When AB de Villiers announced his retirement from all forms of cricket, the response from Indian fans was of shock and heartfelt grief. In recent times, the only thing that can compare to this feeling of loss was the retirement of Sachin Tendulkar.
AB de Villiers played his 100th Test match on 14 November 2015 at his second home, Bengaluru. He was in peak form having scored three centuries in the ODI series that preceded the Test series. Noticeably, each one of his hundreds at Kanpur, Chennai and Mumbai had received generous cheers from the crowd. And why not? They had witnessed the best batsman on the planet and probably the most likeable cricketer around putting on a show for them. Bengaluru though was determined to go one better than the other Indian cities and make the Day 1 to remember for the man who represents the city in the Indian Premier League (IPL).
There were shouts of ABD-ABD going around the ground even before the toss. Fans were carrying large collages of AB de Villiers, wishing him well for the game. South Africa batted first and as was the theme of that series, started capitulating to the guile and skill of Ravichandran Ashwin and Ravindra Jadeja. Every wicket received manic cheers and murmurs of ABD-ABD from the crowd; they couldn't wait to welcome their cricketing deity.
When AB de Villiers finally walked in to bat at number 5, the roof came off the stadium as the crowd of twenty thousand odd roared ABD-ABD in unison. No ground in South Africa could have matched this kind of hero worship for the superstar batsman.
AB de Villiers got into his groove soon, and every time he found a gap through the infield, there were wild cheers around the Chinnaswamy stadium. This kind of support for an overseas player is extremely rare. Tendulkar got standing ovations when he walked in to bat at every ground in Australia, especially after Don Bradman compared himself to the Indian legend. But cheering every run and every boundary an away batsman scores against your home team is unheard of. This wasn't just grudging respect from the crowd; this was pure love and admiration for the player.
You will have to go through the annals of sports history itself to find something to compare to this. Probably, the 1990 World Cup semi-final in Italy where the home crowd at Naples had “Maradona in their hearts and Italy in their songs” comes close. Maradona was the undisputed king of Naples, the club he represented in Italian Serie A and had famously appealed to the Naples crowd to support Argentina over the home team Italy.

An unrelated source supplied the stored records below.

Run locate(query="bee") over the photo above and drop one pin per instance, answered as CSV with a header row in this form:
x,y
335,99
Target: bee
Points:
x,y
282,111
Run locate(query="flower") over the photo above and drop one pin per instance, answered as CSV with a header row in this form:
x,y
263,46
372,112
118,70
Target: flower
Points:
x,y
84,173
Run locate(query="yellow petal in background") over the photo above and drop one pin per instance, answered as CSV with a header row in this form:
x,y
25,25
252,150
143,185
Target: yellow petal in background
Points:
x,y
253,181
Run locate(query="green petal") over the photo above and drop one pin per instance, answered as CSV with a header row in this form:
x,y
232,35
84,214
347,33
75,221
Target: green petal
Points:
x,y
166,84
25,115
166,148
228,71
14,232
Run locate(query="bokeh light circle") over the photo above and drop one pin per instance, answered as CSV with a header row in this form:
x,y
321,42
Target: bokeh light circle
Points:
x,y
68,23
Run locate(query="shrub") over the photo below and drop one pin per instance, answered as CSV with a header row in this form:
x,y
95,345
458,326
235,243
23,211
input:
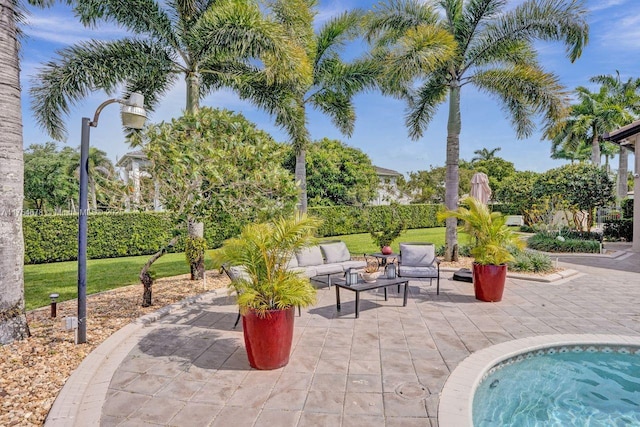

Indian crowds can be as partisan as it gets when it comes to cheering the home team. A pin drop silence every time an opposition batsman scores a boundary is a common sight at the Indian grounds. There have been occasions when Indian crowds couldn't digest their team's loss and retaliated by throwing objects on the ground. But here it was, an Indian crowd showering all their love at an away player, eagerly awaiting a hundred from him so that they can shout the roof down one more time. Unfortunately, AB fell 15 short of the 100, but the crowd had already made their statement. AB de Villiers belonged to cricket, not just to South Africa.
Words fall short in describing the genius of Abraham Benjamin de Villiers. He was a polymath who could have been a champion in any sport he took up. On the cricket field, he could take catches others won't even attempt and play shots that other couldn't conceive or describe. His close friend and RCB teammate Virat Kohli has time and again stated how he is in awe of this freak of nature.
When AB de Villiers announced his retirement from all forms of cricket, the response from Indian fans was of shock and heartfelt grief. In recent times, the only thing that can compare to this feeling of loss was the retirement of Sachin Tendulkar. It was almost inconceivable that a superhero can, as ABD put it, "run out of gas". Every cricket fan in India wanted to see him have another go at World Cup glory for his nation. A lot of Indian fans will still be cheering for South Africa as their second team in 2019, and a lot of that will be due to the ABD-effect.
The reason for ABD's popularity in India goes beyond his unbelievable cricketing abilities. Much like Tendulkar, the Indian crowd loves him for his humility, his infectious smile and the way he always plays the game in the right spirit.
Watching AB play the game was like watching some sort of revolution for freedom. To borrow a movie reference, if the cricket world is 'The Matrix' then ABD was 'The One'. He came here with the purpose of inspiring us to free our minds and believe that everything is possible. He came us to show, in Neo's words, "A world without rules and controls, without borders or boundaries. A world where anything is possible."